French biotech firm Sensorion this week said it submitted a clinical trial application in Europe for its lead candidate, a hearing loss gene therapy called OTOF-GT, in the hopes of starting a Phase I/II trial of the drug in France, Italy, and Germany. OTOF-GT is a dual adeno-associated virus vector-based gene therapy designed to restore hearing in pediatric patients up to 31 months old and suffering from severe, sensorineural, prelingual non-syndromic hearing loss caused by mutations in the OTOF gene.
Sensorion earlier in July submitted its first clinical trial application for the gene therapy to the UK Medicines and Healthcare Products Regulatory Agency.
Abeona Therapeutics this week said it has joined the Rare Disease Company Coalition (RDCC), an alliance of life sciences firms that advocates for policies to enable innovation and equitable access to rare disease treatments. Cleveland-based Abeona is studying the autologous cell therapy EB-101 in a Phase III trial in recessive dystrophic epidermolysis bullosa, a condition caused by mutations in the COL7A1 gene that results in easily blistered skin and open wounds, often all over the body. There are between 3.05 and 1.35 cases of recessive dystrophic epidermolysis bullosa per 1 million live births, according to one estimate.

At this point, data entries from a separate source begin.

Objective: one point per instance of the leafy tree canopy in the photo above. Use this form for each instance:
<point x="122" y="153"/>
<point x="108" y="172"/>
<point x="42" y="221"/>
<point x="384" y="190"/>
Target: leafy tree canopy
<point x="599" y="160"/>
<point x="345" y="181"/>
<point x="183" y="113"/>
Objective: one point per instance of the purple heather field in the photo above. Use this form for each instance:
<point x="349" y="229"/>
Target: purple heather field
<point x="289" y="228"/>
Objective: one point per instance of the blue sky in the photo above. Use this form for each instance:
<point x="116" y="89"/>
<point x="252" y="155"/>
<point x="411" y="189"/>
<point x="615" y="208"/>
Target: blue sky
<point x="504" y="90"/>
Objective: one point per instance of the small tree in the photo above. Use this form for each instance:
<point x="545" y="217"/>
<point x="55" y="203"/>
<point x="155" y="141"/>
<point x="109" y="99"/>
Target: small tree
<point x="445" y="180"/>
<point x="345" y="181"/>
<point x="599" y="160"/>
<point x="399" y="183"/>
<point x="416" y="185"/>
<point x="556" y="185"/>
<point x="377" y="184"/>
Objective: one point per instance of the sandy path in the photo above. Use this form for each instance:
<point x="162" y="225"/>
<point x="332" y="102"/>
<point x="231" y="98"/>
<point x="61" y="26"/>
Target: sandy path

"We understand the unique challenges and opportunities that come with developing treatments for small and differentiated patient populations," Abeona CEO Vish Seshadri said in a statement. "By working together with the RDCC, we can advocate for policies and regulations that support continued innovation and patient access to life-changing therapies."
HutchMed this week received breakthrough therapy designation from China's National Medical Products Administration (NMPA) for the combination of VEGFR inhibitor fruquintinib and anti-PD-1 antibody sintilimab for the treatment of patients with advanced endometrial cancer with mismatch repair proficient (pMMR) tumors. The fruquintinib-sintilimab combination is currently being studied in a Phase Ib/II trial in solid tumors, including a pMMR cohort of endometrial cancer patients. Drug candidates granted breakthrough therapy designation by NMPA may be considered for conditional approval and priority review when submitting for approval.
In Brief This Week is a selection of news items that may be of interest to our readers but had not previously appeared in Precision Medicine Online.